Three growth competition experiments with NSI/R5 HIV-1 isolates. Production of two NSI/R5 isolates (A-92RW009 plus B-BaL, B-BaL plus C-92BR025, and A-92RW009 plus C-92BR025) in each competition was measured by HTA (A). Relative fitness values were then derived from the three NSI/R5 dual infections from each competition (B) as described for Table 3.

FIG. 5

The ex vivo fitness of HIV-1 isolated from LTS (A) and PRO (B) relative to four HIV-1 control strains. Within a 2- to 3-year period, two HIV-1 strains (designated A and B in the figure) were isolated from the three LTS and three PRO. A positive (red) or negative (blue) fitness difference corresponds to an lts or pro HIV-1 isolate being more or less fit than the HIV-1 control strain, respectively. Fitness differences were derived from the three dual infections in each competition with a control strain (two SI/X4 [A-92UG029 and E-CMU06] and two NSI/R5 [A-92RW009 and C-92BR025]). Limits of detection result in a maximum or minimum fitness difference of >100-fold. Dashed and solid bars correspond to competitions with SI/X4 and NSI/R5 patient HIV-1 isolates, respectively.

FIG. 6

Correlations between viral loads and the total relative fitness of HIV-1 isolates from infected individuals. Viral loads were plotted against the total relative fitness values of all HIV-1 isolates.
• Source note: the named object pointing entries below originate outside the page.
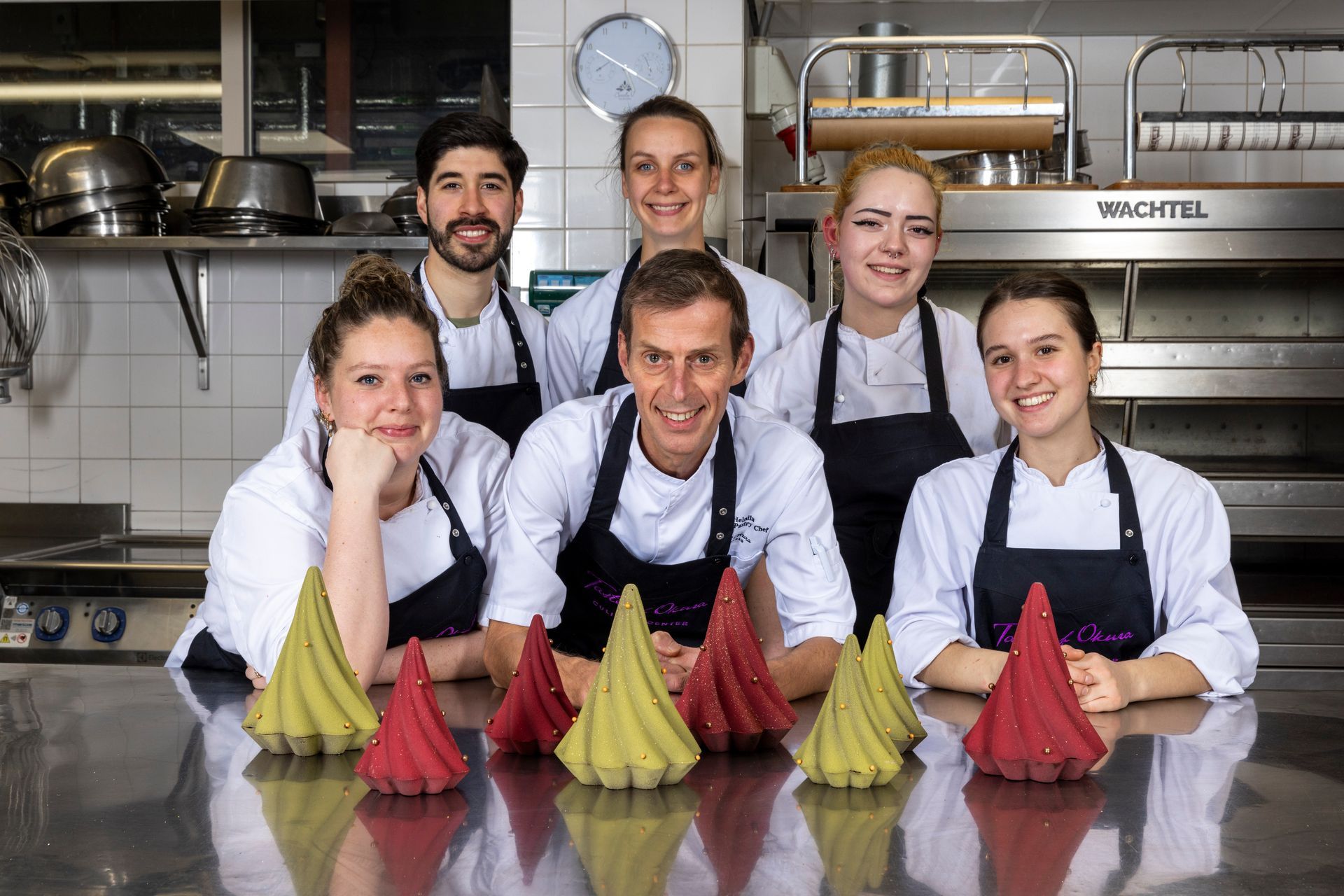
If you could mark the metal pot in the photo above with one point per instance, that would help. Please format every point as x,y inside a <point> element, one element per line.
<point>1050,159</point>
<point>1014,176</point>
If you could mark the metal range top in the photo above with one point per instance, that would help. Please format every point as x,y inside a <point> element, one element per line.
<point>111,599</point>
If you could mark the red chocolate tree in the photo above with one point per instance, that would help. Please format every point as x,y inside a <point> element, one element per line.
<point>1032,726</point>
<point>413,751</point>
<point>536,713</point>
<point>413,834</point>
<point>730,700</point>
<point>1032,832</point>
<point>528,789</point>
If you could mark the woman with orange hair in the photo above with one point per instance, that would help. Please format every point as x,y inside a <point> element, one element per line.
<point>890,386</point>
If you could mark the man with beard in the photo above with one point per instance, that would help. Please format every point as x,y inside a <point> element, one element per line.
<point>470,172</point>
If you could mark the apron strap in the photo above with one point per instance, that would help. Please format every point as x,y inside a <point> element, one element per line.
<point>460,543</point>
<point>996,514</point>
<point>610,375</point>
<point>933,356</point>
<point>831,351</point>
<point>522,354</point>
<point>827,375</point>
<point>606,489</point>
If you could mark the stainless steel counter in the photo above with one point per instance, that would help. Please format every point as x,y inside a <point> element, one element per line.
<point>140,780</point>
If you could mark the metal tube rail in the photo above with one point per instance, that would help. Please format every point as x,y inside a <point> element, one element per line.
<point>1243,42</point>
<point>924,43</point>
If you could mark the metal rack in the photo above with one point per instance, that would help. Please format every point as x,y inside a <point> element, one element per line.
<point>1249,43</point>
<point>1065,112</point>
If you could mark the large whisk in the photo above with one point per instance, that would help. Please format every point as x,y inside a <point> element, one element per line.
<point>23,307</point>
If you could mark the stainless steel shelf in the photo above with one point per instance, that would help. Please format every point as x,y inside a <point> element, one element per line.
<point>223,244</point>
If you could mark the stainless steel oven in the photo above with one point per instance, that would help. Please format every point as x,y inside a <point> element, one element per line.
<point>1222,314</point>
Total relative fitness is the average of four relative fitness values, corresponding to the four competitions of each patient isolate with each of four control strains. Linear regression analysis (solid line) was then performed on the entire cohort (A), the LTS (B), and the PRO (B). Ninety-nine percent confidence curves (dashed lines) are shown in panel A.